Вот тут-то и просчитался хитрец Сасунян.
Во-первых, Марина догадалась, кто познакомил ее мужа с Анфисой, невестой Рубена. Ведь Рубен друг и компаньон Сасуняна, а вовсе не Михаила.
Во-вторых, она отлично изучила своего мужа, поэтому не могла поверить в то, во что охотно поверили все. Скорей всего Марина убеждена, что Михаила убил тот, кто убил Анфису. А кому выгодна смерть Анфисы?
Возможно, Марина подозревает Карапета Ашотовича. Этим и объясняется ее холодность.
Этим и объясняется сонливость Марины, которая так раздражает Людмилу. На самом деле подобная сонливость вовсе не говорит о циничном равнодушии вдовы, это признак крайнего нервного истощения. В один миг Марина все потеряла: мужа, друга, поклонника… Даже иллюзии. Жизнь ее изменилась круто и неожиданно. Она не знает теперь на кого положиться. Ей страшно. Сасунян, тот, кого она считала другом и верным любовником, оказался врагом и убийцей.

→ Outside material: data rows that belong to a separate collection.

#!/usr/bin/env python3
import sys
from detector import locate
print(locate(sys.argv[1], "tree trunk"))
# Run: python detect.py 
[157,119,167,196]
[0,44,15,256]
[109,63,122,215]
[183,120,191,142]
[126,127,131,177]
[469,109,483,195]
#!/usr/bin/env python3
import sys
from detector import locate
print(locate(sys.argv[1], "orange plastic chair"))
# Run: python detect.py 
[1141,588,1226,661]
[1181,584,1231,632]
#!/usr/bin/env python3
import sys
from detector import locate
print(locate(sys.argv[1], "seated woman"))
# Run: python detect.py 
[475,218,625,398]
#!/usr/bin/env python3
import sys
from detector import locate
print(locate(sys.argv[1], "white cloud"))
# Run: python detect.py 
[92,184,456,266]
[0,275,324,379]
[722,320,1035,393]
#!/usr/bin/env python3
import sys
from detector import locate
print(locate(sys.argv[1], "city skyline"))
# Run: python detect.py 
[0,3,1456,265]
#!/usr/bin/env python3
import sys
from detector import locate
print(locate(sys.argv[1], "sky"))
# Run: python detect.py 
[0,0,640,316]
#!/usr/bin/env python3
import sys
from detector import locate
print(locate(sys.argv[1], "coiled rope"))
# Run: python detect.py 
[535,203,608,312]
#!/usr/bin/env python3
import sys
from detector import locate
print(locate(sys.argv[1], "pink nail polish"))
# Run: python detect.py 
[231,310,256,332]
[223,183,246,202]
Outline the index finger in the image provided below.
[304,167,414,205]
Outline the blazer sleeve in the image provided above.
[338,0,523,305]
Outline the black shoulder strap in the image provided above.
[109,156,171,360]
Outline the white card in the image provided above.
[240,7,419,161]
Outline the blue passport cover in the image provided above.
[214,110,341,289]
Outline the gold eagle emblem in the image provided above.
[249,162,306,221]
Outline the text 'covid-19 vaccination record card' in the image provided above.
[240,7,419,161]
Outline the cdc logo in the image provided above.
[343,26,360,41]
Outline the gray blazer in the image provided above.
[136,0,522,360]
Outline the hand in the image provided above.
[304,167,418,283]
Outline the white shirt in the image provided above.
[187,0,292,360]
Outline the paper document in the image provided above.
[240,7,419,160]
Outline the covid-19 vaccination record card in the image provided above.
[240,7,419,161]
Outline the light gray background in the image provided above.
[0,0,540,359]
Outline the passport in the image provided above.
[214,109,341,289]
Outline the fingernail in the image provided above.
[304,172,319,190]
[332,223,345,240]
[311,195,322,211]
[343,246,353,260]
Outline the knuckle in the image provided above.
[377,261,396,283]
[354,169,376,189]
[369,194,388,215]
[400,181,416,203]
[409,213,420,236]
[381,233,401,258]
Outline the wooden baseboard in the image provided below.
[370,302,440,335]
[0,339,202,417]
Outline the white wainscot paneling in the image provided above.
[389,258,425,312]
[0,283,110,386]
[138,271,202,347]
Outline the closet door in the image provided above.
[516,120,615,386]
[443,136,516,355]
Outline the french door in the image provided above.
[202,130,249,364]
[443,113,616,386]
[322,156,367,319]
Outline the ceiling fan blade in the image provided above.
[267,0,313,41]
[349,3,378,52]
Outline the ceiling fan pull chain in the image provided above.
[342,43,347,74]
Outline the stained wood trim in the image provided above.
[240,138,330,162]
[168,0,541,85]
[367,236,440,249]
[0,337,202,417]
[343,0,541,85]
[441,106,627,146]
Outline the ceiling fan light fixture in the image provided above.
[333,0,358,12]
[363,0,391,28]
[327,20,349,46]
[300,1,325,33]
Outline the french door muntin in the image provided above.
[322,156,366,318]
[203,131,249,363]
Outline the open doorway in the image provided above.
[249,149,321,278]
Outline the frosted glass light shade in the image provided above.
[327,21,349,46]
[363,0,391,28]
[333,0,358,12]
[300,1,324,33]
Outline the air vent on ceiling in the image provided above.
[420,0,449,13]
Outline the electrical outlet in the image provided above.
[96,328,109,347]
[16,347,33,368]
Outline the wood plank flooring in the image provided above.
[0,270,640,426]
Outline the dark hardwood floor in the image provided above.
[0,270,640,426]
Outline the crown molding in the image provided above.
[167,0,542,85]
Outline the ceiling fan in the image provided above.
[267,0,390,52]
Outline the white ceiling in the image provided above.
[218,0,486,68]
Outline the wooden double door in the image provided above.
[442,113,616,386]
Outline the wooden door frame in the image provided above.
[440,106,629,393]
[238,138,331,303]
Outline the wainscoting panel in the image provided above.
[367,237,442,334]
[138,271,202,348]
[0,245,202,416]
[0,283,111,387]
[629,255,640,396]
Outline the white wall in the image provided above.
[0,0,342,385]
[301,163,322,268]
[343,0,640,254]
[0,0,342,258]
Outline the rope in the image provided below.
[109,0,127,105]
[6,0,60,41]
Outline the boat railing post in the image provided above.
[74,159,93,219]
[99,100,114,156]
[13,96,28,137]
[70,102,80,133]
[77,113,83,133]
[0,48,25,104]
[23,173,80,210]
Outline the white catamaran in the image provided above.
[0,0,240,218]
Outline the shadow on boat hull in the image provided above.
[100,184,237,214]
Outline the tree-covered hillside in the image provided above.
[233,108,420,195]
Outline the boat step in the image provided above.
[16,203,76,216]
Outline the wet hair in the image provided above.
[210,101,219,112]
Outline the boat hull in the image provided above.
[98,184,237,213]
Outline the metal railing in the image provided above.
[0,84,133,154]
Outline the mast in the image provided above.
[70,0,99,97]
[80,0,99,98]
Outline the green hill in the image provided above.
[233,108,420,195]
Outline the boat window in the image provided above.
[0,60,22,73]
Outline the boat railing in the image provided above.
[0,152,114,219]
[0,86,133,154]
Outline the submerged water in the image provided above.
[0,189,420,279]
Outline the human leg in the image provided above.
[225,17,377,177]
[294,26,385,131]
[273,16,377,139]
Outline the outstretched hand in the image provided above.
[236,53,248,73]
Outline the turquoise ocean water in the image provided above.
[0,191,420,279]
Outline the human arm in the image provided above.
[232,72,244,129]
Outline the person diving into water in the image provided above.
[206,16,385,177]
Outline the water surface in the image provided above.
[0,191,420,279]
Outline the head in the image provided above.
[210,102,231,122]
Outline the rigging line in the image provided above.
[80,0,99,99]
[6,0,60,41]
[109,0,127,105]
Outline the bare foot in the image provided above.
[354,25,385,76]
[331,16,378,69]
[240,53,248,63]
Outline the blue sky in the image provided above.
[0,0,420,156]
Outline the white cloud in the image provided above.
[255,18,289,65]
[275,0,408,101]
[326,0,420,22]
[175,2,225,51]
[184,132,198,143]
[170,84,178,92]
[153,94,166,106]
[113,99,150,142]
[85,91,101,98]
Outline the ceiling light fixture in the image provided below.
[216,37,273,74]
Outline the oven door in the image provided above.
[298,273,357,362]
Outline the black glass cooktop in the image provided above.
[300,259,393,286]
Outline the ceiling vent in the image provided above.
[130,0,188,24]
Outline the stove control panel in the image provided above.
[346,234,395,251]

И еще раз Карапет Ашотович просчитался: слишком приручил он свою жертву, Анфису. Перестарался. Не смог Сасунян своей низкой душонкой предугадать высокого порыва, на который оказалась способна Пекалова. Совершая благородный поступок, оставляя Сасуняну наследство, девушка невольно за себя отомстила. Ведь Карапет Ашотович попадет под подозрение сразу же, как только откроется, что он наследник Анфисы. Наследство — отличный мотив для убийства.
Вот такая история.
Случилось то, чего боялась Далила: ночью она плохо спала. Долго вообще не могла уснуть, лишь закрывала глаза, видела заплаканное лицо Анфисы, молящей о помощи.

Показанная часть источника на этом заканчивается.